Eu, como já disse, sempre entendi que grande parte do êxito da PIDE derivava de confissões extorquidas aos detidos fossem elas “confirmações” de outras denúncias ou testemunhos mais graves (que os houve e muitos). O trabalho de investigação propriamente dito era claramente rotineiro, vivia do acaso e da sorte (de bambúrrios) e o serviço de documentação e apoio só era eficaz no caso do peixe graúdo. E mesmo assim...

Aliás, posso também testemunhar isso, sobretudo no que toca às suspeitas que levaram à minha detenção de 1971: a PIDE pela voz grosseira e pouco eficaz de um certo inspector Tinoco, queria à viva força relacionar-me com as actividades políticas desenvolvidas em Paris por um amigo meu com quem eu me encontrara e jantara por duas vezes. Justamente porque não tinha relações políticas de qualquer aspecto com ele não se tomaram precauções conspirativas nenhumas. Pois foi isso que, ao fim de muitos e penosos dias de “estátua” e “sono”, me foi atirado à cara. Tiro na água!
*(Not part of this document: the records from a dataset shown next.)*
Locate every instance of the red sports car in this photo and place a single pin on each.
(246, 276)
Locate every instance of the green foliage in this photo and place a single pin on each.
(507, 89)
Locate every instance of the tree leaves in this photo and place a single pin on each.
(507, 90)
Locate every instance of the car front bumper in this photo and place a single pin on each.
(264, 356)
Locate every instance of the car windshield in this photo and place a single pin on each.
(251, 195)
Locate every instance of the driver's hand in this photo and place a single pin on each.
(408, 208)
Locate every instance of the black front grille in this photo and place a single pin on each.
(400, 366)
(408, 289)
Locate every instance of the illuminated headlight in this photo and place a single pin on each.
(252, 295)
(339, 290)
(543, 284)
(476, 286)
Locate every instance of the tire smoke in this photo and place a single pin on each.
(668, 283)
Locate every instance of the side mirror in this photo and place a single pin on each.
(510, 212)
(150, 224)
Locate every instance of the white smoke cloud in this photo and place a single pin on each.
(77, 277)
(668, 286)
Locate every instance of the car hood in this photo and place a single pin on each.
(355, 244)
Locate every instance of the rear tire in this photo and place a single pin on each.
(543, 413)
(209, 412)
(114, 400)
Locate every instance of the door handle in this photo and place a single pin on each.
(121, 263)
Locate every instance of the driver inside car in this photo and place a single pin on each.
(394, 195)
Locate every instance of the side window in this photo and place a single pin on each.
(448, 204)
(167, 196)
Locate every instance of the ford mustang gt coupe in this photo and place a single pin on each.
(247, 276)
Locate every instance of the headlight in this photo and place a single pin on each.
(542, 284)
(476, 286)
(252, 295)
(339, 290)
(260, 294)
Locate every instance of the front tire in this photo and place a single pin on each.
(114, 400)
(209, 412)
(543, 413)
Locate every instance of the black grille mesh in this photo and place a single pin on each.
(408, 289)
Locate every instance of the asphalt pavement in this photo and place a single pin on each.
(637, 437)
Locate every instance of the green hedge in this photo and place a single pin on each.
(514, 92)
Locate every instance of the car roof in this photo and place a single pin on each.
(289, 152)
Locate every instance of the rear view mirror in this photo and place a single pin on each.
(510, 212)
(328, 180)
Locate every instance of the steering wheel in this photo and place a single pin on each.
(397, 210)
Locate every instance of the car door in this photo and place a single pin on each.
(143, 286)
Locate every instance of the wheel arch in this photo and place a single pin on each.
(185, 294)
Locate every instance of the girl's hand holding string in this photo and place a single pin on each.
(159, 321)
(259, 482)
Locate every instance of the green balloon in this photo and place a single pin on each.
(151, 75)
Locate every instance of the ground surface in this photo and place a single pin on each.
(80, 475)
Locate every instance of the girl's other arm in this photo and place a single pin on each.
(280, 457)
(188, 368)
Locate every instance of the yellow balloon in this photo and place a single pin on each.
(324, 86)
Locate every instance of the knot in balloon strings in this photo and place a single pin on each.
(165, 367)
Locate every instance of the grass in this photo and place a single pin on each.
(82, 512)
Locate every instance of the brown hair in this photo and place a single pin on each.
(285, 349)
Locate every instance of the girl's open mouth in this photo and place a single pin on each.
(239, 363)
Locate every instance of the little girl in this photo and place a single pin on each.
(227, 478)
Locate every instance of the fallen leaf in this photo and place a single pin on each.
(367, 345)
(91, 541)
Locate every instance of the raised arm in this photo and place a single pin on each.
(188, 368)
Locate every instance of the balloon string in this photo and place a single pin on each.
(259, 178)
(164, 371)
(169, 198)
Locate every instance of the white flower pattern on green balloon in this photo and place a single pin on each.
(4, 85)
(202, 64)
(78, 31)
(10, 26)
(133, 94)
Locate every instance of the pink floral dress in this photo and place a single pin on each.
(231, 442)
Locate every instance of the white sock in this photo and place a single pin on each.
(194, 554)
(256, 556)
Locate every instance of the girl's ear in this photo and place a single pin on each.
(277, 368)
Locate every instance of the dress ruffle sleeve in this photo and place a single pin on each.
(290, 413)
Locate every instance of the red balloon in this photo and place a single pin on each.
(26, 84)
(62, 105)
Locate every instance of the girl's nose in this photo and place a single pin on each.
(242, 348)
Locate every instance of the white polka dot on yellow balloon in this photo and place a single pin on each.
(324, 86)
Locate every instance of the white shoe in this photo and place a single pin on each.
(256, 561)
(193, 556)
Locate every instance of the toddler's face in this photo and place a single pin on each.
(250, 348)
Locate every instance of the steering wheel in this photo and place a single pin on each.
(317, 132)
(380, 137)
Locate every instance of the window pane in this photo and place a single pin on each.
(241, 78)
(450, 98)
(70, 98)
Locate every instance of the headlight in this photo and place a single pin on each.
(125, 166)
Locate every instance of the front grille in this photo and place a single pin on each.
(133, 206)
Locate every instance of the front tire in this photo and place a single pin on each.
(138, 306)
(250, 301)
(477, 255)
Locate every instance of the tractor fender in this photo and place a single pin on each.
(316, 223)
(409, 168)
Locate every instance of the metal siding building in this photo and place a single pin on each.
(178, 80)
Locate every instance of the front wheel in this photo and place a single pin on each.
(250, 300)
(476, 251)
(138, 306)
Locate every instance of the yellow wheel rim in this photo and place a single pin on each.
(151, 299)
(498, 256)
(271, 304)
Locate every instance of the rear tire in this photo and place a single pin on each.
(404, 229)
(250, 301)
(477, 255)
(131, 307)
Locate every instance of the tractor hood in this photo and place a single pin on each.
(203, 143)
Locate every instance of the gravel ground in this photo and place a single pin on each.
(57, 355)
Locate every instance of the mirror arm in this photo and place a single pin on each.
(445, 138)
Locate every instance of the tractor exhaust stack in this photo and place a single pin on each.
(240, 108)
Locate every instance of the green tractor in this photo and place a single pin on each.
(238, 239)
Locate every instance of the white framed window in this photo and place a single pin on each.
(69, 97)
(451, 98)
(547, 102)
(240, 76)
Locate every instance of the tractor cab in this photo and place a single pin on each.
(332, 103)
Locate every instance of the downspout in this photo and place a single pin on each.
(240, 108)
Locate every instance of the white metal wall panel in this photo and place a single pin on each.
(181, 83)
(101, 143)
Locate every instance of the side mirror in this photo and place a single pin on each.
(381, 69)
Respirei aliviado e a partir daí fui atirado para uma enxovia de Caxias (mas com vista para uma nesga de mar e outro tanto de auto-estrada o que já me parecia um bálsamo) onde continuei esquecido de Deus e dos homens.

Por onde param mais estas sombras do meu passado?

É verdade que, fizemos, quase todos, sempre, o possível por ocultar dos olhos intrometidos da polícia e dos seus miseráveis colaboradores tudo o que se relacionava com a nossa actividade política clandestina. Estas falhas que agora verifico podem ser a prova evidente dos nossos cuidados, da nossa diligência e, por que não?, da nossa inteligência. Mas, mesmo assim...

Refira-se também uma lei celerada que, no intuito de proteger direitos humanos, “expurga” meticulosamente toda e qualquer referencia a informadores ou, na sua impossibilidade, pura e simplesmente retira do processo a documentação que poderia identificar o “bufo”. Ou seja, essa lei protege os bandidos e consagra o dever dos perseguidos políticos continuarem sem o saber a frequentar os seus delatores!

Daqui a dois três meses terei em meu poder, devidamente digitalizados, mais um par de farrapos do meu passado. Será então altura de com mais cuidado e tempo, tentar perceber um pouco como era o monstro das mil cabeças que mitificámos e que provavelmente nos mistificou.

A latere: o “boletim” a que acima faço referência diz respeito a meu pai e ao fim de três paginas conclui que “nada consta em desabono” do excelente senhor. Pudera! Para desabono já lhe chegava ter os dois filhos perseguidos, fichados e, no caso do meu irmão, julgados em Tribunal Plenário e condenado a dois anos de prisão pena que foi suspensa embora ele já tivesse passado um ano à espera de julgamento.

E uma curiosidade: nesse boletim consta um nome como de alguém que o consultou. Não reparei se isso ocorre com os restantes documentos que já referi. Que é que a Lúcia P. quereria de mim, de nós ou do excelente médico MHCR ? No improvável caso de esta nota lhe chegar basta perguntar-me: à polícia e aos costumes disse nada mas a ela direi tudo.